Para Paula Nunes da Silva, há ainda muito a fazer no reaproveitamento das águas da chuva. “Já há diversas soluções no mercado, que permitem depois a utilização para fins menos nobres e permitem uma grande poupança.” Não há, no entanto, “nem cultura nem incentivos em Portugal” para este tipo de práticas, diz a ambientalista, acrescentando que “em geral, a nossa qualidade da água de consumo humano é muito boa, de excelência, mas temos problemas de salinidade e focos de contaminação”. “Verificamos ainda grandes discrepâncias entre as regiões, no tratamento das águas: temos casos muito bons e outros maus. Há também problemas com o funcionamento das ETAR. Fizemos um caminho meritório, mas ainda há muito a fazer.
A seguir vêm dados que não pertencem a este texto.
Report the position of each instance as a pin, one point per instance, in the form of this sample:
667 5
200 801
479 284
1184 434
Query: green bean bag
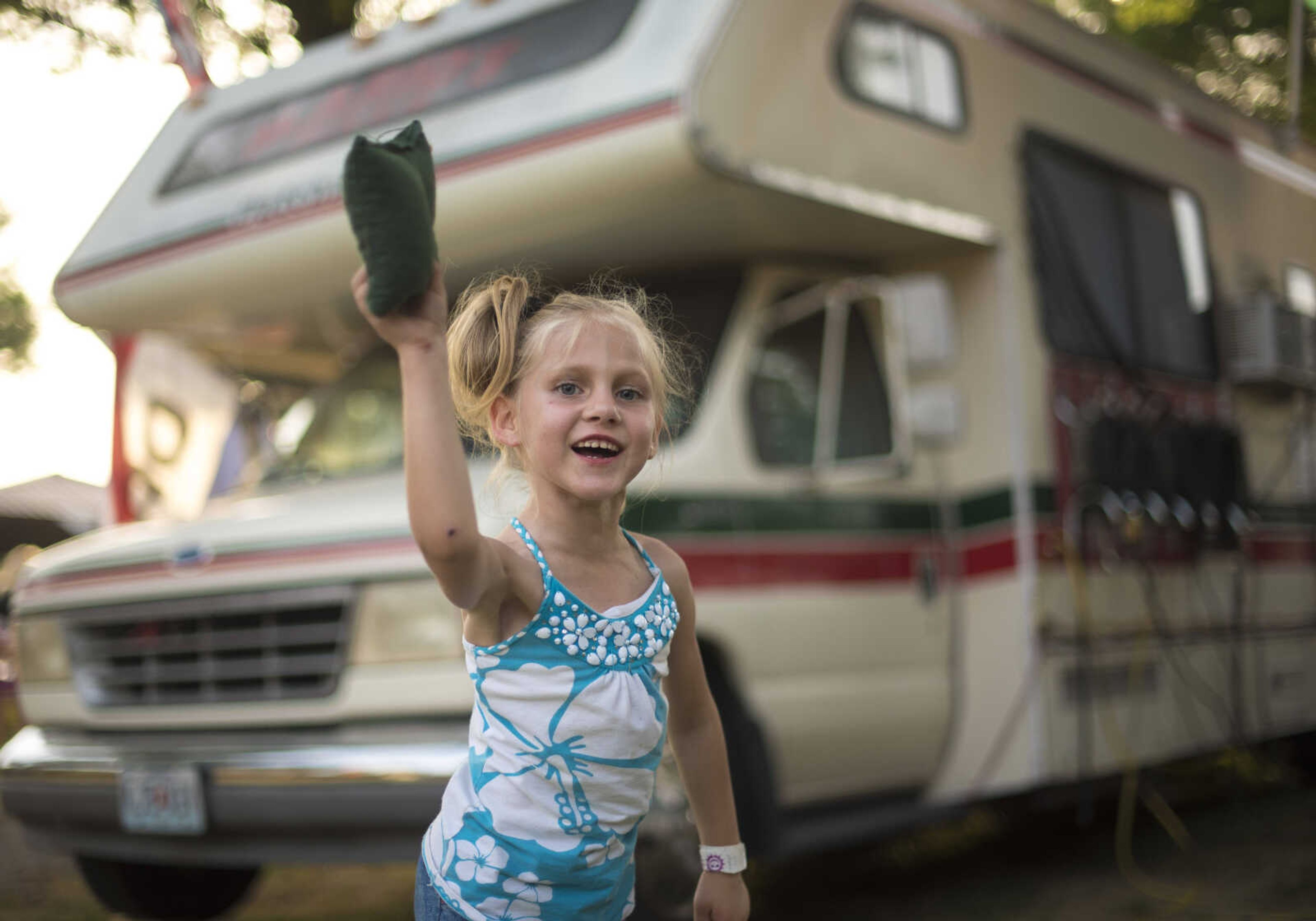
389 191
Portugal tem uma legislação muito forte, mas a fiscalização falha, e a consequência do crime ambiental, a coima, muitas vezes é baixa.”
As perdas na rede
Sandra Miguel, por seu lado, falou do problemas das alterações climáticas, que estão a tornar o Alentejo mais seco, e que está a obrigar o setor a preparar-se. “Em 2017, o grupo Águas de Portugal desenvolveu o Plano Estratégico de Adaptação às Alterações Climáticas, um processo em que a Águas de Santo André esteve envolvido. Assim, conseguimos identificar as vulnerabilidades dos sistemas e fomos fazendo as adaptações necessárias para aumentar a sua resiliência. No nosso caso passa por implementar medidas que requerem investimentos avultados, como por exemplo a ligação ao sistema do Alqueva, que permitirá recorrer à albufeira quando não houver disponibilidade hídrica na nossa zona.”
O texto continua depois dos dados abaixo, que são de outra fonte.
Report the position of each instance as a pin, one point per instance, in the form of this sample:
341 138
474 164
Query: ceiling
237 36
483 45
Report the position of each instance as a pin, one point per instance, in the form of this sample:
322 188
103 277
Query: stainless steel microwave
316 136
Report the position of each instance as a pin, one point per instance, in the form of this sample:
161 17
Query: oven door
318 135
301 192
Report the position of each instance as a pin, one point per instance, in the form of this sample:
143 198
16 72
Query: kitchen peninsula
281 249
É importante que os consumidores façam também a sua parte. “Portugal é o segundo país europeu com maior consumo de água per capita, com 124 litros de água por dia”, lembra a representante da Águas de Santo André. “Temos apostado em ações de sensibilização dos consumidores, sobretudo em escolas. Se conseguirmos sensibilizar os mais novos, chegamos também aos mais velhos…”
Outro problema profundo na gestão da água são as perdas (há concelhos que perdem quase 80% em ruturas e roubos). Uma questão que é particularmente complicada em regiões com menor densidade populacional, como é o caso dos concelhos do Alentejo. Mesmo assim, recorda Sandra Miguel, “desde 2015, [a Águas de Santo André] conseguiu reduzir as perdas em 10%, através de um grande investimento em reparação e substituição de condutas.” Estão igualmente a ser usadas ferramentas tecnológicas que identificam fugas, facilitando o trabalho dos técnicos e baixando o custo das intervenções.